Wondering how the silver price charts are calculated ?
The silver price charts show the spot price of silver that is quoted for immediate payment and delivery of silver. The Settlement and delivery of a silver transaction carried out at a spot price is usually executed within one or two business days. The spot price for silver is influenced by a number of factors but at the most fundamental level is purely a function of supply and demand. A division of the New York Stock Exchange (COMEX),and the London commodities market are the preeminent markets whose prices for silver are used as a basis for trading, buying and selling all across the world.
The best known source of the ‘spot price’ of silver or gold was the London Gold and Silver Fixings. They started in 1897 (for silver) and 1919 (for gold), and were fairly simple. A group of ‘market participants’ (mostly banks, 6 for gold and 3 for silver) convened once for silver or twice for gold a day to determine the spot price. They would start with the current spot price, and see if there would be more buyers or sellers if the spot price was kept the same. If more buyers, the price was raised; if more sellers, the price was lowered. This continued until the orders could be filled at one price or the other.
People buying or selling silver or gold outside this process would simply do so at the spot price. This system worked pretty well, and couldn’t easily be manipulated, since real silver and gold was (presumably) changing hands.
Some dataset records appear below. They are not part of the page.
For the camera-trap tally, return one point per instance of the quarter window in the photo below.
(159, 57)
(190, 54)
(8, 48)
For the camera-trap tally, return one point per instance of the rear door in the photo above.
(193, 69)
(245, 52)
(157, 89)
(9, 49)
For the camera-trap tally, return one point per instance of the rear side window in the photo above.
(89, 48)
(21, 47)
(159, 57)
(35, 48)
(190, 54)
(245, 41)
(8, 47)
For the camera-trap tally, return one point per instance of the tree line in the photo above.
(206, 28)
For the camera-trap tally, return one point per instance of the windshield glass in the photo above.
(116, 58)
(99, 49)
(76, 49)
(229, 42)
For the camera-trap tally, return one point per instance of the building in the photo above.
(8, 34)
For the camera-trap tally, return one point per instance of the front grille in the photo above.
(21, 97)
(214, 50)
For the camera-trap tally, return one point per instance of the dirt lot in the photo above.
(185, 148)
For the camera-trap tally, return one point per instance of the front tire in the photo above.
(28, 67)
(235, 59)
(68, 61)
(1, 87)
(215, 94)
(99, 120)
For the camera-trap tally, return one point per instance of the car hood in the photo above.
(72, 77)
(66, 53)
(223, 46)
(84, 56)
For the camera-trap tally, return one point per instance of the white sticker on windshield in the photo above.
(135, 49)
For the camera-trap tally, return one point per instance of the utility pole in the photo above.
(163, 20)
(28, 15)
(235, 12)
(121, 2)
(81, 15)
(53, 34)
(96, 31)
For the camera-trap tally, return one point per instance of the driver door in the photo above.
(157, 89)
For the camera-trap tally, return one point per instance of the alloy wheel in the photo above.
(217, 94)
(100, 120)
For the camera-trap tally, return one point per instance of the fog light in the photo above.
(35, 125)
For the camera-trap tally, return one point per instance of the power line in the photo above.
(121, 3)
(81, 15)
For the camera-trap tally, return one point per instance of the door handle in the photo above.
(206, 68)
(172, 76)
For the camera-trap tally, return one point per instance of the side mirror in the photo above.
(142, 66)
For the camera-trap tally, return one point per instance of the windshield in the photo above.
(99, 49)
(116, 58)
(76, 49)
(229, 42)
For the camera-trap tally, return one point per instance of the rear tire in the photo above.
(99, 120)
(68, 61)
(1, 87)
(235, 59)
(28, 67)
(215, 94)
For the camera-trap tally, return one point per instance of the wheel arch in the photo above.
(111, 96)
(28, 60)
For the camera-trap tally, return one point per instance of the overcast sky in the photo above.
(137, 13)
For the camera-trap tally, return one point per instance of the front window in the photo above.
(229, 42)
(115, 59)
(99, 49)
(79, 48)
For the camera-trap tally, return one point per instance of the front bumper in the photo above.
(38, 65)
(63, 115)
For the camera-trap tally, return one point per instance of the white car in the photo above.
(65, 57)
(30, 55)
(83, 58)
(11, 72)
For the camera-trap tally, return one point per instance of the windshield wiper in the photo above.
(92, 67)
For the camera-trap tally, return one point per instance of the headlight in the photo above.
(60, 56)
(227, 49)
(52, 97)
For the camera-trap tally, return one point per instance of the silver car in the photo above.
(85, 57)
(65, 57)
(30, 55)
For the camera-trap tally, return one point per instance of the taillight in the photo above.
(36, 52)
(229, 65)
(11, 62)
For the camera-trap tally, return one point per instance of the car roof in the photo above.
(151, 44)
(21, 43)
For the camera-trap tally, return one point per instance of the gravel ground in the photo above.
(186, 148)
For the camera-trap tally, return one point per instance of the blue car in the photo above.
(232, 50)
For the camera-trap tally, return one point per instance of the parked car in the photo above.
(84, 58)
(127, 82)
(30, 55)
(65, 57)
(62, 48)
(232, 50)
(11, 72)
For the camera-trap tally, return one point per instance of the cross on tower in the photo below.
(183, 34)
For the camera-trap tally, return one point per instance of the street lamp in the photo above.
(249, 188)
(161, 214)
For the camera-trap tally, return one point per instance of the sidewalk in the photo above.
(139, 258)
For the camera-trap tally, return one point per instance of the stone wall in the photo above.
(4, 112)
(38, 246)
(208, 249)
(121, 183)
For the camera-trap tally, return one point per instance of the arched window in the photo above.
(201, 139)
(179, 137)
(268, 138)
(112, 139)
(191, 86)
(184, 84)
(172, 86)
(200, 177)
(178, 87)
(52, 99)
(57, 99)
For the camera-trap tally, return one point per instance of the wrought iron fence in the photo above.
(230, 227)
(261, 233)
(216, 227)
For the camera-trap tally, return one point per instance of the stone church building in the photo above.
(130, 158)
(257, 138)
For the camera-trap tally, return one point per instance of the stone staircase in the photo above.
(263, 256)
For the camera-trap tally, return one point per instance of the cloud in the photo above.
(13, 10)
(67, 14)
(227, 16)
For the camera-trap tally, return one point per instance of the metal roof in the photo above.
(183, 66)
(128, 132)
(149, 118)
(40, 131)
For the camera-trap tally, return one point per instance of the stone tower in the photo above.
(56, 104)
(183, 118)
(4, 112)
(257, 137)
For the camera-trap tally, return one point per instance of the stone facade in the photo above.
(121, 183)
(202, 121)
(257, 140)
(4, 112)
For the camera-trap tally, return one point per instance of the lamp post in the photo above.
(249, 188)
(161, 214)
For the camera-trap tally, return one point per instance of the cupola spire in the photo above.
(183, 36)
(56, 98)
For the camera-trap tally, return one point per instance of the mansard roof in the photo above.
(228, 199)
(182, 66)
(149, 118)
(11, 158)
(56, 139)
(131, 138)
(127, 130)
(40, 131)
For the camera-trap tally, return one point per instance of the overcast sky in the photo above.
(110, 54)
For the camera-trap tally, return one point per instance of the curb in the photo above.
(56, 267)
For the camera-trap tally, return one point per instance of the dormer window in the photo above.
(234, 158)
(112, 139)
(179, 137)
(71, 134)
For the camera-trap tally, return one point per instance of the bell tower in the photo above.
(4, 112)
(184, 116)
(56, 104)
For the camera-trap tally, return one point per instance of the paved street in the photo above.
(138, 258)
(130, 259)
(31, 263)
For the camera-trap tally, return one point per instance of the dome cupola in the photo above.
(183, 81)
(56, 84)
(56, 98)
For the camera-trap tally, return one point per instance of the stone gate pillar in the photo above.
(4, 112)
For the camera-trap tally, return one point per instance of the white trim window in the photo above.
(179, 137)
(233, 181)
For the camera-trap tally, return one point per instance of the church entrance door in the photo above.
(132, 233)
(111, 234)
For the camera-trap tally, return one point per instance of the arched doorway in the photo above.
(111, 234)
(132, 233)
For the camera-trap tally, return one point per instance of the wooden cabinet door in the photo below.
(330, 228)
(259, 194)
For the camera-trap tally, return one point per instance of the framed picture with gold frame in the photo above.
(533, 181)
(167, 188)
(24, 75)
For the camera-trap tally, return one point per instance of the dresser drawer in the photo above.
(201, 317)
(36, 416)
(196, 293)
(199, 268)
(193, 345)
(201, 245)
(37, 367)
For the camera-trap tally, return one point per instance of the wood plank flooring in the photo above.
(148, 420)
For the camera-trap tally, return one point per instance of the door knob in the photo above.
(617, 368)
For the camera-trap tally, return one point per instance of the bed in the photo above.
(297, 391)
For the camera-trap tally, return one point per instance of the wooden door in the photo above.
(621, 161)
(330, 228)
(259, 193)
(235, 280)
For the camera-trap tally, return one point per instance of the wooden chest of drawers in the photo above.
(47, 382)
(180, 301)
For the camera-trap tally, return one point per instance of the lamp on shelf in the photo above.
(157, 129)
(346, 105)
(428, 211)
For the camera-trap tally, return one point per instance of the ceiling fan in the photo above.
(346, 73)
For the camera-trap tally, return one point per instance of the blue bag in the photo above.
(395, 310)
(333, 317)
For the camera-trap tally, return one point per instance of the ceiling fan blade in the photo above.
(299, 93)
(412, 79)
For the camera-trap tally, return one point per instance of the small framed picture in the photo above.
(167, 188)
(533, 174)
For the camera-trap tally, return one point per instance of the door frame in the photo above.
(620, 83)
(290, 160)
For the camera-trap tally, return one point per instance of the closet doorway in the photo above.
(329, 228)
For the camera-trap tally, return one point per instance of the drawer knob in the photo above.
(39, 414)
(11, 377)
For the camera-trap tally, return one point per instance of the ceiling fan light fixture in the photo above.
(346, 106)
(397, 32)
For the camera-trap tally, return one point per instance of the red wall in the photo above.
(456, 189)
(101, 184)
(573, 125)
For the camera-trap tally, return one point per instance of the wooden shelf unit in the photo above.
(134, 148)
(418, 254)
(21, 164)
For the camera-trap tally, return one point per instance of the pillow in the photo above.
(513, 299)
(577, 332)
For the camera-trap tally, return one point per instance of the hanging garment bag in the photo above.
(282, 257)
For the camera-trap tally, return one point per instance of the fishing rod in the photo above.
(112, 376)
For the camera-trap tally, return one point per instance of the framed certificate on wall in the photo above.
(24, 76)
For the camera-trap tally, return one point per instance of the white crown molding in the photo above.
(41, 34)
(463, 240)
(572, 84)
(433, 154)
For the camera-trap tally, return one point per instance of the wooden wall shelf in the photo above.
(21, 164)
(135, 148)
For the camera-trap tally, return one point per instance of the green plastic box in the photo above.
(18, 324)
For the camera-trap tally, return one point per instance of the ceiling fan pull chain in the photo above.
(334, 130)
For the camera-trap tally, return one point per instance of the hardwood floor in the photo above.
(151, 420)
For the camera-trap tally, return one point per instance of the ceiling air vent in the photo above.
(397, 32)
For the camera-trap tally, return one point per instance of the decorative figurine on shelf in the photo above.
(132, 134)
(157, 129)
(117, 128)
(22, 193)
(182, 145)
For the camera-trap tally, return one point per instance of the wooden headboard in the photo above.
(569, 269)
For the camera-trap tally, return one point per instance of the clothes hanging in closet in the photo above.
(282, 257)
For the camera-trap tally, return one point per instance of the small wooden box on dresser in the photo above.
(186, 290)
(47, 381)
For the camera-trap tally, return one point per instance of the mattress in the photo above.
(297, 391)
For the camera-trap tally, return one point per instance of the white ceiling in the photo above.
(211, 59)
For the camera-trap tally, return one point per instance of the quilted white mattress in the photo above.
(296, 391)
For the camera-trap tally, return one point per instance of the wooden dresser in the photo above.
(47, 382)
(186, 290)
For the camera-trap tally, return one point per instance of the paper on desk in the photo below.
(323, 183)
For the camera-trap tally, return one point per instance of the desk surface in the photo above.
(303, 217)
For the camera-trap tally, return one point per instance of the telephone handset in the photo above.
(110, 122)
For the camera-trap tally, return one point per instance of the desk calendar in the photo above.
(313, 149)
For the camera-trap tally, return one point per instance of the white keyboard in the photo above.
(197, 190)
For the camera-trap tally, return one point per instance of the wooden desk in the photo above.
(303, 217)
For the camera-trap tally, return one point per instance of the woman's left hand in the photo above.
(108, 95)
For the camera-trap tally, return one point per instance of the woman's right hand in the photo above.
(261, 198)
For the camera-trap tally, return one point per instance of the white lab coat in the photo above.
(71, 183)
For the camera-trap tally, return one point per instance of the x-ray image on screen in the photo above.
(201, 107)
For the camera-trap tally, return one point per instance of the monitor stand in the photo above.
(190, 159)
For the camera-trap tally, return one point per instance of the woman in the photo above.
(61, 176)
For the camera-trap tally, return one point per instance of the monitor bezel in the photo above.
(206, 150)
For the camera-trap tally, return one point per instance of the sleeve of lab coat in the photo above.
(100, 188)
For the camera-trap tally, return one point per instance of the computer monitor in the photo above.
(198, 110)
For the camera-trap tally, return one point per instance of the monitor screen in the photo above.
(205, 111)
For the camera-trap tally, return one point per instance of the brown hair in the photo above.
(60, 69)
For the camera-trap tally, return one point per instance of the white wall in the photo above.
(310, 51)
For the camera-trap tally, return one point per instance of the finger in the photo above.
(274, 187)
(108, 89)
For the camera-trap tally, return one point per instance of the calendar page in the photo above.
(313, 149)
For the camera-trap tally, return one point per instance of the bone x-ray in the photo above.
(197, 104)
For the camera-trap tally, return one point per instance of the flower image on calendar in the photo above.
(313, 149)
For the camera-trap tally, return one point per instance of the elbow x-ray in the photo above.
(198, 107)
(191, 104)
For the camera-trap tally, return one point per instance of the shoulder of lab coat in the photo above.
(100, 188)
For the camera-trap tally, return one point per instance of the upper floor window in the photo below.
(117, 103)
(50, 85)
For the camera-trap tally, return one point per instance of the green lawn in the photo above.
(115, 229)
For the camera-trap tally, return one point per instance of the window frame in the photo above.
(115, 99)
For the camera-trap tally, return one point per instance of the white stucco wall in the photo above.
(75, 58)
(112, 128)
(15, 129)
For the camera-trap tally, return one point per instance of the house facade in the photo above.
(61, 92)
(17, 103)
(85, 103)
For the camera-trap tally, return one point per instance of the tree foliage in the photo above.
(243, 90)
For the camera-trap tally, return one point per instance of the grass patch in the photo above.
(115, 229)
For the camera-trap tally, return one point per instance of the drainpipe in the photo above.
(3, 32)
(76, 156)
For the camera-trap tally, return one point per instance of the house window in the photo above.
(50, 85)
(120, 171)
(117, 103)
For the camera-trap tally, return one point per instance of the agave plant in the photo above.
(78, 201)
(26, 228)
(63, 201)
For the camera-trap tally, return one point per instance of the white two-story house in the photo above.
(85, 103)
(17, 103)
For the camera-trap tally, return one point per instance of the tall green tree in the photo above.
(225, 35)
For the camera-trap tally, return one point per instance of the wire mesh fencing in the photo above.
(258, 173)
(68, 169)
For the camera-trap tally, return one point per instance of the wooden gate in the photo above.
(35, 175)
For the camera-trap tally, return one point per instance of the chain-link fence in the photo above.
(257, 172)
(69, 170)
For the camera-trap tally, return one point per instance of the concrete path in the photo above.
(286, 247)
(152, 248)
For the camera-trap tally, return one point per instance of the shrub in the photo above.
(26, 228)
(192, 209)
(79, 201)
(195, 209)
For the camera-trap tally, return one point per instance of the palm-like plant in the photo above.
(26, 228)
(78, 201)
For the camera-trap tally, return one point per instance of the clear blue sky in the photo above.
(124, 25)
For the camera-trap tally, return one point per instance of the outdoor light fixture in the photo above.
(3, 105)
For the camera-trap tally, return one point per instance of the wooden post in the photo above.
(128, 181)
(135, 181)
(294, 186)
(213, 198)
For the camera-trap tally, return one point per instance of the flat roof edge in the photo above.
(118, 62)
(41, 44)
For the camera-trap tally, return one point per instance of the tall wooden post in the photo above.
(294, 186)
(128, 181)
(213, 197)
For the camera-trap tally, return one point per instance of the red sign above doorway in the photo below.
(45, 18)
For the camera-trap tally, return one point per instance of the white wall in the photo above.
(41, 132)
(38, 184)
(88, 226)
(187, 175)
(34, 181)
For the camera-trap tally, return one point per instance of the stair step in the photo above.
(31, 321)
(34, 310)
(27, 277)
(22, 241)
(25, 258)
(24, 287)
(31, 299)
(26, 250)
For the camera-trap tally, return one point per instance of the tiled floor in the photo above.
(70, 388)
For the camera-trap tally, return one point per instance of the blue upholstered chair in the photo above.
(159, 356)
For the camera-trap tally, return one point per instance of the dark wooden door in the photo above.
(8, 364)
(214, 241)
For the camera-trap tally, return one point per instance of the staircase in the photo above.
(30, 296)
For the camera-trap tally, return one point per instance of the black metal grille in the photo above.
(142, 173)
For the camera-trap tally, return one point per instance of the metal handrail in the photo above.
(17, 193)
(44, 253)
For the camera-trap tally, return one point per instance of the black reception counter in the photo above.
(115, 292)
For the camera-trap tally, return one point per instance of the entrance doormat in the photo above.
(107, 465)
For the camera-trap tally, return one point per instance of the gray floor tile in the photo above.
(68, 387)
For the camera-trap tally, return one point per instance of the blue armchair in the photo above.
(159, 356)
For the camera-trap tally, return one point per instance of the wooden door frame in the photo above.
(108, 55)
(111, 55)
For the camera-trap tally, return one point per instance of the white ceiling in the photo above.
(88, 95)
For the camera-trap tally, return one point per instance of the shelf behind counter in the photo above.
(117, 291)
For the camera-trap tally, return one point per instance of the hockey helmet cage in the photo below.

Today, the London Fixings still carry on. However, they now really just act as a way to get a once- or twice-a-day value for the price of silver or gold.
However, most silver today is bought or sold based on up-to-the-minute spot prices, which are based on the futures market and the OTC (Over the Counter) market, both of which trade massive amounts of silver and gold (the sheer volume implies that it is for speculation, to take advantage of short-term price fluctuations; most of the silver or gold is never in the hands of the buyers or sellers). In the case of futures markets, computer generated trades appear to dominate, which essentially day trade, likely buying and selling within minutes.In the United States, the COMEX is where the futures contracts are traded. Amazingly, about 447.12 ounces of silver are traded on COMEX for every ounce that is delivered!
Given how much silver is bought or sold by computer programs, and how little is delivered, it appears that the spot price is primarily set by the few people that do this massive amount of day trading in silver. Some people question whether or not the price of silver (or gold) is manipulated, and it is easy to see why. It almost certainly is manipulated, it’s just a question of whether the people manipulating it are doing so intentionally or not.
For the people that think that the silver price is artificially low, the question becomes, ‘If the price is being held down, who is selling silver at an artificially low price?’. The thought is that if the price is artificially low, more people will buy than sell, and eventually there won’t be any more silver to buy. So why is there (almost) always silver to buy?
First, the largest source of new silver by far is the mining companies. They have to sell their silver. In theory, they could store it waiting for a better price, but then they won’t have money coming in to pay for their operations. Otherwise, they have to accept whatever the current price is and hedge against the silver price. People aren’t going to buy for much more than the spot price today (unless there isn’t anywhere to get it).
The other major source of silver is recycled silver. The companies melting and refining the old silver don’t care what the price is, since the silver wasn’t theirs to begin with (they have to buy the silver that is being refined). Since they have to both buy and sell, they have to use the current spot price (again, since buyers won’t pay more than the spot price).
For so-called ‘retail silver’ (such as bullion coins, smaller silver bars, and junk silver coins), some of that comes to market through estates. The people selling off the estates aren’t likely to know (or even care) whether the value of silver is higher than the spot price. They will just sell the silver for something close to the spot price. For those that have silver and are looking to sell it themselves, dealers aren’t going to pay higher than the spot price (minus a premium depending on the item), so they need to either sell based on the current spot price, or hold on for a higher price later (but, the spot price could go down by the time they finally get tired of waiting).
So for the most part, the only people that might like to sell silver, but aren’t willing to sell based on the current spot price, are those that are both convinced that the value of silver is much higher than the current spot price, and can wait to sell. And that accounts for a very, very small percentage of the market.
So even if the market is manipulated, and the price is artificially low, that doesn’t mean that silver won’t come to the market.